This is the second of two reports about Indian women who are paid to bear children for infertile Western couples. Note to teachers: Some of the material in this video may not be suitable for all ages.
In India, parental surrogacy is often less complicated and expensive than having a surrogate in the United States. Even though the money may lift many women out of poverty, the practice also raises ethical concerns.
Dr. Nayna Patel of Akanksha Infertility Clinic has delivered 400 surrogate babies since 2004. According to reports, her clinic implants embryos in surrogates she recruits from the area and pays around $7,000 for a pregnancy carried to term. Biological parents come from across India and around the world.
Parents traveling to meet their newborns also come from all over the world.
Kirshner Ross-Vaden, 46, came from Colorado to pick up her baby girl named Serenity. She was born four weeks premature, but after a week in neonatal intensive care, she was ready to be discharged.
According to Vaden, the cost, $10,000 to $15,000 all told, is a fraction of what it is in the U.S. And, in America, she added, surrogacy contracts are not always airtight
"You can sign 100 documents. It doesn't matter. If that surrogate changes her mind, she can sue you for that child. And, oftentimes, she will win. And coming here to India, these women, they don't want my child. It's very cut and dry. They do not want my child. They want my money. And that is just fine with me," she said.
However, not everyone agrees.
According to Dr. Arthur Caplan, director of the University of Pennsylvania Center for Bioethics, the contracts are usually written to protect the wealthy people who are commissioning the baby.
"So that if the woman suffers an injury, if the woman has a health problem due to childbirth, if there's a long-term chronic condition, then what?" Caplan asked.
Dr. Nayna Patel said they do a lot of psychological counseling to the surrogate and the family before they recruit them. They explain to them the procedure of IVF, what all they will have to undergo.
"If she has had any complications during her previous pregnancy, we will ask her not to become a surrogate, because the same can repeat this time, to make it very sure and safe for her," she said.
According to reports, the moment their pregnancies are confirmed, surrogates are required to move into this home run by Dr. Patel. They're offered skills training in things like tailoring, but mostly it's a quiet, sedentary life.
The women who spend nine months in this surrogate hostel have all experienced childbirth with their own biological children.

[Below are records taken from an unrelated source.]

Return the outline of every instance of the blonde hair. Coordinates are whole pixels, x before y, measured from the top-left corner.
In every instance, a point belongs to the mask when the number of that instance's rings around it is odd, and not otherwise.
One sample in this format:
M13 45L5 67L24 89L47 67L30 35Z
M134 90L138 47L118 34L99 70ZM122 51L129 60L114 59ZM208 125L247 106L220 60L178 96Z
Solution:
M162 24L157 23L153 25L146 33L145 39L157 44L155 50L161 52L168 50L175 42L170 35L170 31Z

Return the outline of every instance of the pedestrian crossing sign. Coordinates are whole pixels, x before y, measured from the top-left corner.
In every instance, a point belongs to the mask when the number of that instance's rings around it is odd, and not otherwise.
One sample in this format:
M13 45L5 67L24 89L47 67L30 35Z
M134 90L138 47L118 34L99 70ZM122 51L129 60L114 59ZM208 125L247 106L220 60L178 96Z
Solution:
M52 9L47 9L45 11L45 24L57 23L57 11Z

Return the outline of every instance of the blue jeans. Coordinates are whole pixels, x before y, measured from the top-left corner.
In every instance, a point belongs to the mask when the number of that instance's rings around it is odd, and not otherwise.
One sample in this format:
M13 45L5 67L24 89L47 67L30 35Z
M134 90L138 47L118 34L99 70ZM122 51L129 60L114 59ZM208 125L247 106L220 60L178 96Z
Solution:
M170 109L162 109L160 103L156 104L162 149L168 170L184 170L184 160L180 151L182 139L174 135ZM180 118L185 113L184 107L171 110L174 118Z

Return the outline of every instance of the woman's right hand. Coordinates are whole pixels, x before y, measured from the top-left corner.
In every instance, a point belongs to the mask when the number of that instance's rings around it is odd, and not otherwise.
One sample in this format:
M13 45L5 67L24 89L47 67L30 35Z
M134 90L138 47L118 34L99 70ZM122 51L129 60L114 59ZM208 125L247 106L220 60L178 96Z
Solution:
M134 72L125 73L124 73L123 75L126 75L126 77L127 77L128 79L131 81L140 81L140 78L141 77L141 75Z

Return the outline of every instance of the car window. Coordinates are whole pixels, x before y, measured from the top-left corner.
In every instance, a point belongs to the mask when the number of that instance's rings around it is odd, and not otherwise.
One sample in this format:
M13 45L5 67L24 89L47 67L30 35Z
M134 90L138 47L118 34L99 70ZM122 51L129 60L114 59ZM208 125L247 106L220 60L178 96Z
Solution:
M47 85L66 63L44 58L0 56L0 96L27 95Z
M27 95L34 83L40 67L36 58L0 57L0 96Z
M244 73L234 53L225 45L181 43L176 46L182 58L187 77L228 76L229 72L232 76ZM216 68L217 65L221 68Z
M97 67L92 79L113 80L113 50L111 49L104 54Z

It's a prerequisite for becoming a surrogate. What very few of them have experienced with those previous pregnancies is any kind of prenatal care. And that's in sharp contrast to the pampering they get here, with meals provided and medical attention, should they need it, round the clock.
"You can sign 100 documents. It doesn't matter. If that surrogate changes her mind, she can sue you for that child. And, oftentimes, she will win. And coming here to India, these women, they don't want my child. It's very cut and dry. They do not want my child. They want my money. And that is just fine with me." - Kirshner Ross-Vaden.
"And the contracts are usually written, to be blunt, to protect the wealthy people who are commissioning the baby, so that if the woman suffers an injury, if the woman has a health problem due to childbirth, if there's a long-term chronic condition, then what?" -Dr. Arthur Caplan, Director, University of Pennsylvania Center for Bioethics.
"Am I living happily ever after now? I certainly hope so. I hope that I can get her home, and I hope that she is a happy, healthy little baby, and that -- that is what I will have, that she will remain such and grow up as such, a happy, healthy little girl." -Kirshner Ross-Vaden.
1. What is infertility?
2. What is surrogacy?
3. Do you know anyone who has had a baby through a surrogate mother?
1. What is the difference between surrogacy and adoption?
2. Why are couples traveling outside the U.S. to find surrogates?
3. How do you feel about surrogacy? Discuss.